Bus stop in Bogotá, Colombia

The simple station Avenida El Dorado is part of the TransMilenio mass-transit system of Bogotá, Colombia, opened in the year 2000.

== Location ==
The station is located north of downtown Bogotá, specifically on Avenida NQS with Carrera 36.

== History ==
This station opened in 2005 as part of the second line of phase two of TransMilenio construction, opening service to Avenida NQS. It serves the demand of Calle 26 and the Palermo district.

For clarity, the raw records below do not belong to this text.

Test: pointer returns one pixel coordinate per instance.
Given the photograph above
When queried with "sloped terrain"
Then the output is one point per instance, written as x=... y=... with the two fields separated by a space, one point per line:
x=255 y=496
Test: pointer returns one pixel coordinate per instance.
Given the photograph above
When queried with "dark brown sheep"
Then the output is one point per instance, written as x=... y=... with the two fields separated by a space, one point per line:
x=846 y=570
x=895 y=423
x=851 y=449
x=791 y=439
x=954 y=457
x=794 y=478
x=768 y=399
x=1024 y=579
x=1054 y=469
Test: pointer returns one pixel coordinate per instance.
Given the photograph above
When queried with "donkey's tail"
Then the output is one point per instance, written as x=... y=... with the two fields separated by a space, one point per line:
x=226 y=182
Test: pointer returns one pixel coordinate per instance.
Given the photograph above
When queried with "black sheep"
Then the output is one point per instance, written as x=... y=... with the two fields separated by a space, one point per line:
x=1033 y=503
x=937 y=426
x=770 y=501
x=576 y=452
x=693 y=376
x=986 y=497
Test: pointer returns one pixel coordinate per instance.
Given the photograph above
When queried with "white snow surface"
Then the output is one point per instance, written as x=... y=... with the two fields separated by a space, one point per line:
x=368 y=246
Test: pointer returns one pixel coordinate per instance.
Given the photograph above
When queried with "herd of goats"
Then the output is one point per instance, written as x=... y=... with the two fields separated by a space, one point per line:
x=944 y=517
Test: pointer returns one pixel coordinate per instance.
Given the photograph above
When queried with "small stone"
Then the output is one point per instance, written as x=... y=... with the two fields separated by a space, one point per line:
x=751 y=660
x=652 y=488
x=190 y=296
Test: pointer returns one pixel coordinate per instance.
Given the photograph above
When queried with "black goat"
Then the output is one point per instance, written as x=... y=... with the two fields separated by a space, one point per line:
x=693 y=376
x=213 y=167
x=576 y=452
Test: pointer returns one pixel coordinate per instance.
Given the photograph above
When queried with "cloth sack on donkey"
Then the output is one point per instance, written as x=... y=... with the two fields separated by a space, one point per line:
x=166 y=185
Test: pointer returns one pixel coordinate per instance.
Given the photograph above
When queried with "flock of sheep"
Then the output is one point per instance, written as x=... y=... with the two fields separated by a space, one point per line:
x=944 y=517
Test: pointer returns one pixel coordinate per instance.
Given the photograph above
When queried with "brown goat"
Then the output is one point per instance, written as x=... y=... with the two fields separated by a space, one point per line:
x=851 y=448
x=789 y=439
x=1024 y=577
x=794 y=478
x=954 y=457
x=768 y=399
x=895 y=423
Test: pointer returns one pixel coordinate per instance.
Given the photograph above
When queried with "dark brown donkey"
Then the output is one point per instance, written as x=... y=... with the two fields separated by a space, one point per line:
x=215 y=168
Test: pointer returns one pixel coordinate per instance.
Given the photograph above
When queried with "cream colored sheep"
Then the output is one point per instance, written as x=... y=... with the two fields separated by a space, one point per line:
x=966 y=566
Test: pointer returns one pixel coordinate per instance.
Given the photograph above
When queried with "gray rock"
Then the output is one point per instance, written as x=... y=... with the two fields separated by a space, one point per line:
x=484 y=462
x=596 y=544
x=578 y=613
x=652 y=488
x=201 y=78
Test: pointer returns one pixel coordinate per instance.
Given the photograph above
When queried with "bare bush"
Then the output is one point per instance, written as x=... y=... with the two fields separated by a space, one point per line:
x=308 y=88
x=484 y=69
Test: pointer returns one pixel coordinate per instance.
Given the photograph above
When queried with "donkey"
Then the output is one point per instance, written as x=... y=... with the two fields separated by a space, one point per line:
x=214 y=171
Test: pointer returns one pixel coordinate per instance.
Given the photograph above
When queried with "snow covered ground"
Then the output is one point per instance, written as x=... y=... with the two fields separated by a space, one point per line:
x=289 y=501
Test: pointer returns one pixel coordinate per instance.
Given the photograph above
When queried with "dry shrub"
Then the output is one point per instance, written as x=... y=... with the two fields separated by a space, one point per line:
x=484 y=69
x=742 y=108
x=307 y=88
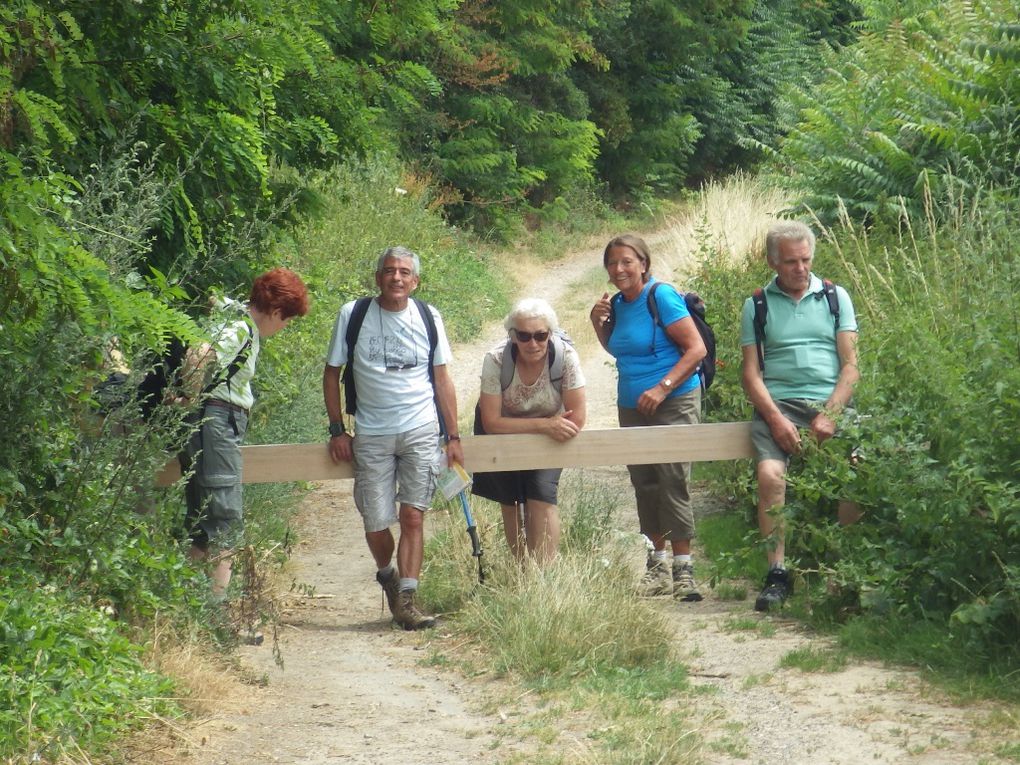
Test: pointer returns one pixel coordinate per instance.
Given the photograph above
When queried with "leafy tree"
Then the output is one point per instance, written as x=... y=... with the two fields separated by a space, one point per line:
x=917 y=101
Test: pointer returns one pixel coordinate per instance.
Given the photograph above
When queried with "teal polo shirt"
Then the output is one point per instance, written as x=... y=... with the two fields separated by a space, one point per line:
x=801 y=358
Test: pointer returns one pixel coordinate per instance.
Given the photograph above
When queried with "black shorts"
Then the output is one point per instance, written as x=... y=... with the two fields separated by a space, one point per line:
x=511 y=487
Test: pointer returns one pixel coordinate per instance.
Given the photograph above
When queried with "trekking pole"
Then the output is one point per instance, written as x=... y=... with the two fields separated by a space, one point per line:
x=521 y=514
x=472 y=531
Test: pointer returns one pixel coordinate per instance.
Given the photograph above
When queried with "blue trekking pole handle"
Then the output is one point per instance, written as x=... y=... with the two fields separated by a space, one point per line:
x=472 y=531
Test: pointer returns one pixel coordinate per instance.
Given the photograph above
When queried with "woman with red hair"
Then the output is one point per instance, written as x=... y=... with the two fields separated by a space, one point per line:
x=215 y=518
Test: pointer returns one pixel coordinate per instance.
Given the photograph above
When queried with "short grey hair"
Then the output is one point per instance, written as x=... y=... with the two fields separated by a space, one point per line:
x=531 y=308
x=399 y=253
x=786 y=231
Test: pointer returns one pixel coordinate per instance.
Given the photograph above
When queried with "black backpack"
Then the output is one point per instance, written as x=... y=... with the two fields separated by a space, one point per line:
x=761 y=315
x=557 y=343
x=354 y=328
x=696 y=307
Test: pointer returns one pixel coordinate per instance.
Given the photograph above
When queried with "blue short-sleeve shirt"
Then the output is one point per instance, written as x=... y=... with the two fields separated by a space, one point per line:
x=801 y=356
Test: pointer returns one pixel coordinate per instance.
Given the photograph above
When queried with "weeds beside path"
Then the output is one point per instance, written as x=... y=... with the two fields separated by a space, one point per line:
x=763 y=689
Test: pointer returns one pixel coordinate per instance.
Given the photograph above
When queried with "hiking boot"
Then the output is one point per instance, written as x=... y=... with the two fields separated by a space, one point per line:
x=778 y=587
x=684 y=587
x=408 y=615
x=391 y=587
x=657 y=579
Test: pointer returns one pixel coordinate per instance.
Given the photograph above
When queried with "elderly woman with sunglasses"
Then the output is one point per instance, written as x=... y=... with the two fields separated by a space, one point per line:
x=657 y=386
x=543 y=395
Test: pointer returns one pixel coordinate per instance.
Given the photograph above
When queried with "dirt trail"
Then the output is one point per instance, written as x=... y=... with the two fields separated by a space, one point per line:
x=355 y=691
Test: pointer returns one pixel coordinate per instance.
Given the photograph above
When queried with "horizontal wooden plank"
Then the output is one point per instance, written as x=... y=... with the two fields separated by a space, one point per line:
x=626 y=446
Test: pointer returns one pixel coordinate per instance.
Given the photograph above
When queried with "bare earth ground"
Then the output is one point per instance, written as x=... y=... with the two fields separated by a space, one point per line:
x=355 y=691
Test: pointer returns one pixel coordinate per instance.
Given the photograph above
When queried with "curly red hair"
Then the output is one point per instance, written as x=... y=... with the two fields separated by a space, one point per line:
x=283 y=290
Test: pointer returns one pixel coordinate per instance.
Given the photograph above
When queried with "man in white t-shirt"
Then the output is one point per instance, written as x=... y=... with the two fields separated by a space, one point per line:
x=396 y=447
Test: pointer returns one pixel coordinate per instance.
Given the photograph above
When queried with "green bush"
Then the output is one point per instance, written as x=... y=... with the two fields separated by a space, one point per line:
x=70 y=676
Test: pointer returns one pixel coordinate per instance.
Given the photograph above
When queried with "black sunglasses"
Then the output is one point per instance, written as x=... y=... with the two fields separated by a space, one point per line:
x=540 y=337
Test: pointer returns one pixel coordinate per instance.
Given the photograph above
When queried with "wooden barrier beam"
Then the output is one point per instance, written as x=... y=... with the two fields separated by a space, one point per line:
x=618 y=446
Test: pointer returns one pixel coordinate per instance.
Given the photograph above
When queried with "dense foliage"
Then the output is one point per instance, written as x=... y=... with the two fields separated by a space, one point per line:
x=927 y=97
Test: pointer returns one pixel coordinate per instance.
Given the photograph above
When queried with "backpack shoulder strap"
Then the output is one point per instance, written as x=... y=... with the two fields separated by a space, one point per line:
x=653 y=307
x=239 y=361
x=431 y=330
x=354 y=325
x=828 y=290
x=434 y=341
x=556 y=354
x=509 y=361
x=761 y=314
x=351 y=337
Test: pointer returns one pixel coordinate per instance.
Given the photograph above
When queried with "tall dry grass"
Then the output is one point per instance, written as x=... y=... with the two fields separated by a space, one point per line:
x=723 y=225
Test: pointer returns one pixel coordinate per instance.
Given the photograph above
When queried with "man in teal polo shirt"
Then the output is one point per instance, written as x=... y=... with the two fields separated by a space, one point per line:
x=804 y=379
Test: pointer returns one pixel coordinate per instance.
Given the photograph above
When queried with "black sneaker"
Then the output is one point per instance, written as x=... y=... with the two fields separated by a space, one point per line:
x=777 y=588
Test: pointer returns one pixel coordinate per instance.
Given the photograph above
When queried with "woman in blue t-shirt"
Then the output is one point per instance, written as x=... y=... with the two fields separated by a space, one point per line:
x=658 y=386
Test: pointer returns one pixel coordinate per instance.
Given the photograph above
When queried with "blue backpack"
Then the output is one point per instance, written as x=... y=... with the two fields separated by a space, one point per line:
x=696 y=307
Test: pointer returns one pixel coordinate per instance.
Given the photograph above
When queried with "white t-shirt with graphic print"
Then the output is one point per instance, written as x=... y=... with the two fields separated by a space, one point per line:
x=391 y=367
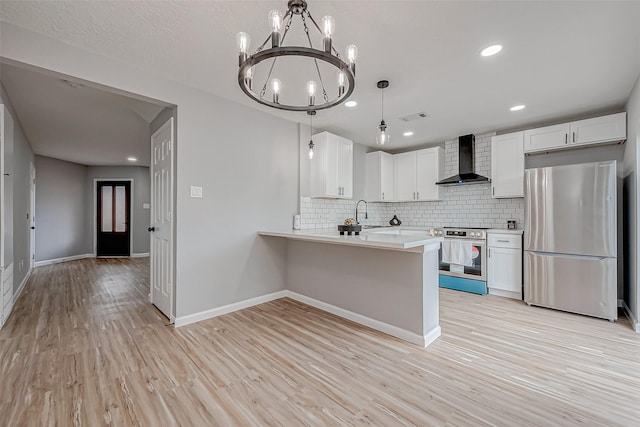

In early 2024, the services on Avenida El Dorado were affected by protests.

== Station services ==
=== Old trunk services ===

Services rendered until April 29, 2006
| Kind | Routes | Frequency |
|---|---|---|
| Current |  | Every 3 minutes on average |
| Express | Expreso 150 | Every 2 minutes on average |

=== Trunk services ===

Services provided since July 23, 2012
| Kind | Routes to the North | Routes to the South | Routes to the West |
|---|---|---|---|
| Easy route | 4 7 | 4 7 |  |
| Express Monday to Saturday all day | B12 | G12 |  |
| Express Monday to Friday all day | B16 |  | K16 |
| Express on Sundays and holidays | B90 | G90 |  |

=== Dual services ===

Services provided since September 6, 2014
| Kind | Routes to the North | South Routes |
|---|---|---|
| Dual weekends (large fairs) all day | E76 | E76 |

=== Feeder routes ===
This station does not have connections to feeder routes.

=== Inter-city service ===
This station does not have inter-city service.